Full service stations have a bigger bill, but with only slightly greater
reach.  They do, however, enjoy must carry/retransmission consent.  The
plants can cost many hundreds of thousands of dollars (the systems are very
redundant) and, with UHF, have monthly power bills in the tens of thousands
of dollars.

Even with very low cost Wi-Fi equipment, to replicate my former LPTV's
service area with WiFi -- assuming that can be done -- would involve
thousands of meshed Wi-Fi transceivers.  The electricity bill would also be
higher.  And, to use Craig's favorite metric -- spectrum efficiency -- well,
it would involve much more than 6 mhz to make it all work.  That is, if it
all worked.

It would be hard to replicate broadcast service area because the Wi-Fi
signals only travel a few hundred feet -- if that.  We had viewers 30 miles
away, with many areas between them and my transmitter where there were no
homes, businesses, or even telephones per square mile.
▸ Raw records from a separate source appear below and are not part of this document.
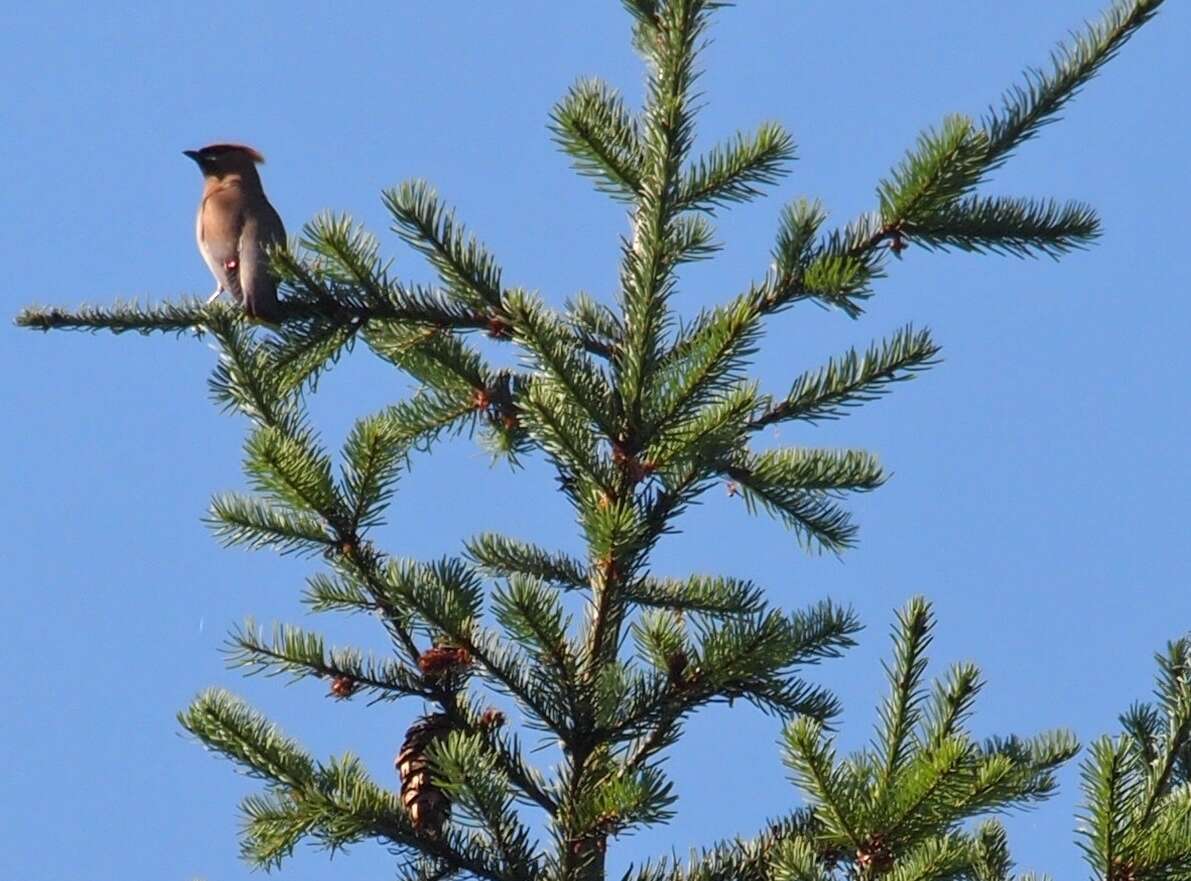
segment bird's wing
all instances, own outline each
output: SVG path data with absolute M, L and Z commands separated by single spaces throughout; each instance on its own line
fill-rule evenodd
M 239 239 L 244 226 L 242 199 L 236 193 L 216 190 L 199 206 L 199 250 L 211 274 L 237 300 L 239 283 Z
M 267 321 L 278 317 L 278 283 L 269 273 L 268 248 L 283 244 L 286 229 L 268 200 L 261 198 L 244 212 L 239 238 L 239 285 L 244 311 Z

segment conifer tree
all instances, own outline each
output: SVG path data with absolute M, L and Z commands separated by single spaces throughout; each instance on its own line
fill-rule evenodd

So, WiFi replicating in any sense broadcasting is very similar to the "low
power FM" business and mess.

Think about the business aspects:  what content would you show?  Nobody in
that field is likely to be able to pay for licensed content, and a
distributor would have to be VERY desperate to offer their bartered content
to such a technically shaky operation.

Model releases, ASCAP/BMI license fees and even business licenses would be
involved before such a jury-rigged operation could even consider being a
business.  Would each meshed transciever need a business license?  In some
municipalities, they would.  In many cities, it's next to impossible to get
a business license to do business in your home, even as a freelance writer.
(Look at LA's situation.)

So, assuming such a system was put in place.  What content would be aired?

Home movies and porn.  Maybe even live, interactive porn, which has no other
multicast scheme to reach homes.  Perhaps even illegal porn.